# When is it time for a new truck?



## hammerken (Sep 22, 2008)

*image vs cost*

I would keep current free truck if it's not a total eye sore. On long island ny image is important and I know from mother in law that a pair of khakis and polo shirt and work boots w/ covers when entering house means a lot. My current truck is a 1998 ford explorer duel use family and work, 130,000 miles and paid off. Any repairs I put into it is cheaper than a new "used" truck with a question mark? as to it's use and care. I have invested in a blackberry and use e-mails to answer questions and set up times for estimates, people seem to eat it up. Good Luck


----------



## Frankawitz (Jun 17, 2006)

I have a 1991 Ford Ranger with 171,000 I paid $750.00 for it 3 years ago, as for repairs I have spent maybe $1,500 but the thing I like is it gets 25 mpg highway and 18 mpg city driving. Gas here is at $3.75 I can't see paying all that money for a work truck that is going to get beat up, I have carried 1,000 pounds of ripped out plaster in the bed of this truck and it keeps going. :thumbsup:
Good luck with your choice hope it works out for you.


----------



## Mitchell Const. (Jan 25, 2009)

> smeagol said:
> 
> 
> > 1987 ford



Smeagol I can't believe that old rattletrrap is still on the road your dad got that way back when I used to work for my father in law Don Kapsner Concrete, we used to do a lot of work with your Dad & Kelly how have things been for you guys.


----------



## willworkforbeer (Mar 7, 2009)

I just got a 79 F250 with a utility cap with 6 built on ratchets on the rack, rebuilt 300 6cyl, 4 sp. Runs like a top (okay a ford). No way I would trash a nice truck the way I use them.


----------



## WoodShop (Feb 21, 2009)

If your truck hauls your equipment to and from the jobsite and is RELIABLE, then keep it around. I would just watch how much money you spend on repairs. I had a 04 Ranger that grew my company tremendously but I outgrew it and it began to give me trouble pulling my trailer. About that time, I took advantage of the auto industry needing to sell vehicles and negotiated a great new buy. Now my 08 Ram Cummins is not only a great work force but it is great to drive, becuase you know you still have to drive your work truck every day. Kinda like the old clunker 'paint' shoes that you wear because they are gonna get dirty but your feet hurt after wearing them all day. Now I buy a brand new pair of work boots just to get paint on them. 
Oh and by the way, diesel is $1.79 here, the same price for regualar unleaded. I dono if that persuades anyone.


----------



## THINKPAINTING (Feb 24, 2007)

I always traded up every 2 -3 yrs, tax purposes worked out well, now with all the fee's and tax's in my state and more to come..........we shall see. I have a 2007 Silverado with 54,000 miles right now, doors never closed right.........

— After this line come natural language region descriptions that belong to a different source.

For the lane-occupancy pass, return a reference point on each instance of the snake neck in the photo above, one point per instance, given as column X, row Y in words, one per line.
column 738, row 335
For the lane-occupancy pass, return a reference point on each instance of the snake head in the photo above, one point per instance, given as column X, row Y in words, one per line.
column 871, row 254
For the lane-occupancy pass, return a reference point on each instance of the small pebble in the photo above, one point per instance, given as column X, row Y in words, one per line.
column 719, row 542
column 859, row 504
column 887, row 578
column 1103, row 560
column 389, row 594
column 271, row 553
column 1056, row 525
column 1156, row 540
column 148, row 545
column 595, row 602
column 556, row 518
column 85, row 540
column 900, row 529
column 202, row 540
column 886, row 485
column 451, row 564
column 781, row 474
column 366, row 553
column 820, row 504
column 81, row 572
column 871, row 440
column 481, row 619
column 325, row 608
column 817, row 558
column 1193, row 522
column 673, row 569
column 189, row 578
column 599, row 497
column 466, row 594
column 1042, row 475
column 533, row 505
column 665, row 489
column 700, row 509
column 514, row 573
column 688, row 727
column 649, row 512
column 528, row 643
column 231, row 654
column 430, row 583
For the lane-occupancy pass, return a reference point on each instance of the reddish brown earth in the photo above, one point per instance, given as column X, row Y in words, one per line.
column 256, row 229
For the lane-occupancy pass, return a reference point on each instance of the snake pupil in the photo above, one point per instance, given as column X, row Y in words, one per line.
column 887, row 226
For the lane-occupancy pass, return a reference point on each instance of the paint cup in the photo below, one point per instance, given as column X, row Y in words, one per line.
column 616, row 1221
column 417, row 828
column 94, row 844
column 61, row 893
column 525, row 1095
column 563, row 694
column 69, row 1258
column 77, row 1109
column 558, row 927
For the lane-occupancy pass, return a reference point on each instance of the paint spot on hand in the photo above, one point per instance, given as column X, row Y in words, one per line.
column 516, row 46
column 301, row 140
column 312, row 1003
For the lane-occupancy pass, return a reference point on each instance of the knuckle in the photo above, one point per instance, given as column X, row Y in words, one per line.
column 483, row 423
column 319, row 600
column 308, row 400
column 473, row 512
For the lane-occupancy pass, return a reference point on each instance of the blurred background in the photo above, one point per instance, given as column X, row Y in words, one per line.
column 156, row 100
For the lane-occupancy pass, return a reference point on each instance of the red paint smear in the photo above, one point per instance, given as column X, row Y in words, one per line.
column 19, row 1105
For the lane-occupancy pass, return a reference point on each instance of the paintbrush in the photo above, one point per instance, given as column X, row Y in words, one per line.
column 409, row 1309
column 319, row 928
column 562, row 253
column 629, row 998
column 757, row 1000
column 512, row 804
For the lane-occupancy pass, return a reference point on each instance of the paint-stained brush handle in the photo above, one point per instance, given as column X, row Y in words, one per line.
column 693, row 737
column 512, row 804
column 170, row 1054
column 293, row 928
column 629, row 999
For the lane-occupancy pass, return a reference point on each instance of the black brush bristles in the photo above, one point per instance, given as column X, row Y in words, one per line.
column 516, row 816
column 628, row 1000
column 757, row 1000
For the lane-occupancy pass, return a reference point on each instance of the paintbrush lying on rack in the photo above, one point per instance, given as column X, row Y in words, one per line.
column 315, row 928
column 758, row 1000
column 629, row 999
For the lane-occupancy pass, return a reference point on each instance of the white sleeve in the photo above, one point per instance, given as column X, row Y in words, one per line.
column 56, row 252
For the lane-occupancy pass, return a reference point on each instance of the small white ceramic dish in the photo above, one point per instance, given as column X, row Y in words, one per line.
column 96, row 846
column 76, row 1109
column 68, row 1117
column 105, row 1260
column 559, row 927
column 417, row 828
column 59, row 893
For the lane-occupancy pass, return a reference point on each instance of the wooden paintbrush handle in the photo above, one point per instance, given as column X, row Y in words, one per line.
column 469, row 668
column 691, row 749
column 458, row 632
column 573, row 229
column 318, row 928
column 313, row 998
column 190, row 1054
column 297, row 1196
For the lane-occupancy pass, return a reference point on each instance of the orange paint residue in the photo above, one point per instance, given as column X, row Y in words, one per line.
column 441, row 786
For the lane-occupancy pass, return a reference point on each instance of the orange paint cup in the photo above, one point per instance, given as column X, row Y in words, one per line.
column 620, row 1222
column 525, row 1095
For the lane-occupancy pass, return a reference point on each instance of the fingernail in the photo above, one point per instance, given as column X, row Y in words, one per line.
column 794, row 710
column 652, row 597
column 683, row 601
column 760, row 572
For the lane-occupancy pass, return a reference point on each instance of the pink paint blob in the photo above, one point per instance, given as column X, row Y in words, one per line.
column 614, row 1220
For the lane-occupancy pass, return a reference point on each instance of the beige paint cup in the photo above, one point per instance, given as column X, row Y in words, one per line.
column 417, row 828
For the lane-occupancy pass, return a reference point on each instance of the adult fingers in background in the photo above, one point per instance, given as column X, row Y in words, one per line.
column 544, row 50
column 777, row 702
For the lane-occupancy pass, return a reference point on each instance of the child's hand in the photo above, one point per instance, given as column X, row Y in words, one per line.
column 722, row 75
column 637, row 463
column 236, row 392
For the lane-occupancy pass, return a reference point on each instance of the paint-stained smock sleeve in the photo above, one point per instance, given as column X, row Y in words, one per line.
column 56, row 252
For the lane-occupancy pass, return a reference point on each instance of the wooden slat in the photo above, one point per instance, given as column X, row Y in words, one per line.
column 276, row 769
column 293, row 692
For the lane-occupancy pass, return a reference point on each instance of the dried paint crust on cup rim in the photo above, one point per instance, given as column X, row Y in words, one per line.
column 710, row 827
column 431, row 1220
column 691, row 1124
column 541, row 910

Tough call, but I always consult with my accountant for tax purposes on any business purchase.


----------



## smeagol (May 13, 2008)

Mitchell Const. said:


> Smeagol I can't believe that old rattletrrap is still on the road your dad got that way back when I used to work for my father in law Don Kapsner Concrete, we used to do a lot of work with your Dad & Kelly how have things been for you guys.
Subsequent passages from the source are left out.